Adopt realistic policy on black money
The way we are going about it, this whole black money affair seems utterly strange. It seems to confirm our status as a declamatory — or denunciatory — democracy in which political parties call each other vile names and hold out outlandish prospects before the people of extraordinary revelations about political rivals, in this case of hoarding “national wealth” abroad.
This is reminiscent in some ways of the time of the late V.P. Singh who, before he became Prime Minister, used to hold aloft his electronic diary and declare that the names of Bofors bribe-takers were locked in it and would be revealed in due course.
The aim of exercises such as these is to tantalise, and not offer constructive ways to solve a problem which has many dimensions and whose solution has eluded us for decades. Oddly enough, the Supreme Court does not seem above striking a populist stance.
After being berated by it, the Narendra Modi government submitted to it in a sealed cover on Wednesday a list of 627 persons who have foreign accounts. This list had been obtained through the good offices of foreign governments like Germany and France. What does the apex court plan to do with this?
If it will merely hand it over to a SIT (which it will monitor) for a probe, that had already been done by the government. The names have been obtained through some diligence and good work under UPA which was later followed up by the present regime. All those who own foreign accounts may not be holding illicit or criminal money. This is why the countries that helped us with the names have placed a condition — that only those will be made public against whom the government has begun prosecution proceedings for tax evasion or a criminal activity.
The Supreme Court on Tuesday gave little indication that it understood the complexity and the sensitivity involved in conduct of relations between nations, and appeared to mock Attorney-General Mukul Rohatgi out of season when he pointed to treaty obligations.
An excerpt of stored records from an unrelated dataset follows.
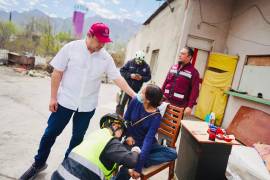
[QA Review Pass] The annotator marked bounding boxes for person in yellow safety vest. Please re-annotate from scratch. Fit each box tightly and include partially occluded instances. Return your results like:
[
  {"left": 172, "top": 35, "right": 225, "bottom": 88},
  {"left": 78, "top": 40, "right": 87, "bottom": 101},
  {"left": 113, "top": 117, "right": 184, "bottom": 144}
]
[{"left": 51, "top": 113, "right": 140, "bottom": 180}]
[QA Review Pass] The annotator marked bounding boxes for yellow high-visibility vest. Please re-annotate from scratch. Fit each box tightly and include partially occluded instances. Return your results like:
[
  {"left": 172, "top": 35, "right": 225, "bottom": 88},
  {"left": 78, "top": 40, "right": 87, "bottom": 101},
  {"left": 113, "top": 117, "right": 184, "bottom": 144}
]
[{"left": 71, "top": 128, "right": 116, "bottom": 180}]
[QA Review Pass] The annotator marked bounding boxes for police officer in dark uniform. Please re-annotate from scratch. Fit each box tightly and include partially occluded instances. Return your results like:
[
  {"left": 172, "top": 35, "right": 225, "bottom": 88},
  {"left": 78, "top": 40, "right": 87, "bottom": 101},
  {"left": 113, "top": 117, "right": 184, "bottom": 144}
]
[{"left": 116, "top": 51, "right": 151, "bottom": 116}]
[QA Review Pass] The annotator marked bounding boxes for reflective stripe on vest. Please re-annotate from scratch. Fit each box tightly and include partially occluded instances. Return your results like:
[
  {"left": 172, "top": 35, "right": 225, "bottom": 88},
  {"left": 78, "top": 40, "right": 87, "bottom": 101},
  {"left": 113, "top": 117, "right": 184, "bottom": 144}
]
[
  {"left": 57, "top": 164, "right": 80, "bottom": 180},
  {"left": 72, "top": 128, "right": 115, "bottom": 180},
  {"left": 69, "top": 152, "right": 105, "bottom": 180},
  {"left": 174, "top": 92, "right": 184, "bottom": 99}
]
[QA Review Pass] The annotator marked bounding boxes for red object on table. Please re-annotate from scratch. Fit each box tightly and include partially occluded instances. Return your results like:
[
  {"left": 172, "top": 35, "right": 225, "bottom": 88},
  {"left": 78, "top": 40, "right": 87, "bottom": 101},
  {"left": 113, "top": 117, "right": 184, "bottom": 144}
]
[{"left": 208, "top": 130, "right": 216, "bottom": 141}]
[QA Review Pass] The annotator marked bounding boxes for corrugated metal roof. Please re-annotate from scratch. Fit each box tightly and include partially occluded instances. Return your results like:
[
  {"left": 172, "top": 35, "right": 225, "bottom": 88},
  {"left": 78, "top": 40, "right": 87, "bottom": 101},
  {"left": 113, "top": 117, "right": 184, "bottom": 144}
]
[{"left": 143, "top": 0, "right": 175, "bottom": 25}]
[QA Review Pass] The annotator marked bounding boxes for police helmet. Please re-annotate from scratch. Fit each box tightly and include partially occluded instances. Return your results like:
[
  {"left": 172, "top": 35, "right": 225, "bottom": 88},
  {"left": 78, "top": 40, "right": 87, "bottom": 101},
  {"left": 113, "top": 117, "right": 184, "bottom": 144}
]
[
  {"left": 135, "top": 50, "right": 145, "bottom": 62},
  {"left": 100, "top": 113, "right": 127, "bottom": 131}
]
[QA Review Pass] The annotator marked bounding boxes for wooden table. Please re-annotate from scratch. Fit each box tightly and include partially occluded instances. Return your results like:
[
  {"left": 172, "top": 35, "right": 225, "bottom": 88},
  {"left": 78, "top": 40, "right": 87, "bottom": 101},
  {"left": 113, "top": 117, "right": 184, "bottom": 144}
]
[{"left": 175, "top": 120, "right": 240, "bottom": 180}]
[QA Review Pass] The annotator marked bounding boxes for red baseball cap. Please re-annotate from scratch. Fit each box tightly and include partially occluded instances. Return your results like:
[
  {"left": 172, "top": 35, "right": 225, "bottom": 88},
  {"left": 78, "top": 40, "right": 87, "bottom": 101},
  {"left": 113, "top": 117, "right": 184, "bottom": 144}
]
[{"left": 88, "top": 22, "right": 112, "bottom": 43}]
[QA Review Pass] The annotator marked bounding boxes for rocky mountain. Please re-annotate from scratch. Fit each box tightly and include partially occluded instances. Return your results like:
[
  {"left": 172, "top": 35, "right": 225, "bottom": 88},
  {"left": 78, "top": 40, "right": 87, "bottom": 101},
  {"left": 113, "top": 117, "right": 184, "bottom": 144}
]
[{"left": 0, "top": 9, "right": 141, "bottom": 43}]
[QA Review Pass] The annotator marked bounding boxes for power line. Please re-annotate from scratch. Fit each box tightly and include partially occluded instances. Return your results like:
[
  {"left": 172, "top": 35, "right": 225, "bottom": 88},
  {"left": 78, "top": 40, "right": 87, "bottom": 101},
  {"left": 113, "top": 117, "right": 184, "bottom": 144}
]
[
  {"left": 229, "top": 32, "right": 270, "bottom": 46},
  {"left": 198, "top": 0, "right": 270, "bottom": 25},
  {"left": 198, "top": 0, "right": 270, "bottom": 46}
]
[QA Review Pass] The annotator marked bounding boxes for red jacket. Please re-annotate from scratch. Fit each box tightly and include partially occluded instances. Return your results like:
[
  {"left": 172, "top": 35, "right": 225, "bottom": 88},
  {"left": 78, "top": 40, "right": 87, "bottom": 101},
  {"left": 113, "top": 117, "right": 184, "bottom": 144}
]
[{"left": 162, "top": 62, "right": 200, "bottom": 108}]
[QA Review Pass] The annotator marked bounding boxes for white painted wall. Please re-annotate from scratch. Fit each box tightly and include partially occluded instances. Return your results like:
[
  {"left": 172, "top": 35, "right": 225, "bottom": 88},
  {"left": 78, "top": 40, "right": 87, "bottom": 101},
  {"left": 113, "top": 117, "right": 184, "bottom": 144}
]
[
  {"left": 174, "top": 0, "right": 236, "bottom": 97},
  {"left": 222, "top": 0, "right": 270, "bottom": 128},
  {"left": 125, "top": 0, "right": 270, "bottom": 128},
  {"left": 186, "top": 0, "right": 234, "bottom": 53},
  {"left": 125, "top": 0, "right": 186, "bottom": 86},
  {"left": 126, "top": 0, "right": 235, "bottom": 84}
]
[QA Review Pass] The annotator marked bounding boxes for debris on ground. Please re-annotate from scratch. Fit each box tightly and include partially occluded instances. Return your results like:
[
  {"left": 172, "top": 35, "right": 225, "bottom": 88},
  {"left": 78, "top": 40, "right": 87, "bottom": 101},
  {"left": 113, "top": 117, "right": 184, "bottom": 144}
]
[
  {"left": 27, "top": 70, "right": 50, "bottom": 78},
  {"left": 0, "top": 59, "right": 8, "bottom": 66},
  {"left": 13, "top": 67, "right": 28, "bottom": 75},
  {"left": 12, "top": 65, "right": 51, "bottom": 78}
]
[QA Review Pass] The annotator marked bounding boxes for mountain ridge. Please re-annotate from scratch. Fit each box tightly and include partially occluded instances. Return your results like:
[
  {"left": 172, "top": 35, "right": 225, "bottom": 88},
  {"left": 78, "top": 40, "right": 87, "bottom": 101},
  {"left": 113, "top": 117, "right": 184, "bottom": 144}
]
[{"left": 0, "top": 9, "right": 141, "bottom": 43}]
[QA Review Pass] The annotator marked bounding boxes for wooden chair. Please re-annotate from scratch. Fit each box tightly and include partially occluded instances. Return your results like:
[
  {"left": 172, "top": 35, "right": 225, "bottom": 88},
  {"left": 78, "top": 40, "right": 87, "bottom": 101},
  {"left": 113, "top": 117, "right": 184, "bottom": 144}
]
[{"left": 140, "top": 104, "right": 184, "bottom": 180}]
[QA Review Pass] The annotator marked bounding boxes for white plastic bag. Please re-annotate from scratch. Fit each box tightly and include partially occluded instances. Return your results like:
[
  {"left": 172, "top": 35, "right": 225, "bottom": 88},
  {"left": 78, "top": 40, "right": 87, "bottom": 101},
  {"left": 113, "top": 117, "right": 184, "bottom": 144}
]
[{"left": 226, "top": 145, "right": 270, "bottom": 180}]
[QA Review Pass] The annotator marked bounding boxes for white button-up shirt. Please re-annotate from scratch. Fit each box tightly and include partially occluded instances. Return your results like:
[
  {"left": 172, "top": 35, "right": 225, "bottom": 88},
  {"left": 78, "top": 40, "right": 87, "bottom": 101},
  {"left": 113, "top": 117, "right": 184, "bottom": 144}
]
[{"left": 50, "top": 40, "right": 120, "bottom": 112}]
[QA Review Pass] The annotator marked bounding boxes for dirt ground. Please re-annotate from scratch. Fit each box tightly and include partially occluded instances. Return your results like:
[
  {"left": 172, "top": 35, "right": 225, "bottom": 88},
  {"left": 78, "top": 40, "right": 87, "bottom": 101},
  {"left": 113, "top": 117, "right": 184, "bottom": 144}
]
[{"left": 0, "top": 66, "right": 169, "bottom": 180}]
The top court failed to appreciate that the violation of certain obligations could bring under pressure financial relations with leading countries even in the sphere of routine remittances.
The apex court would have appeared more sophisticated in its overall handling of the matter if it had called upon the guidance of international law and international relations experts, and also given us a clearer understanding of how it proposed to proceed in the black money case in a way that would distinguish its approach from that of the government. Outside the court room, the government side would do well not to sound politically partisan in its observations on so serious an issue.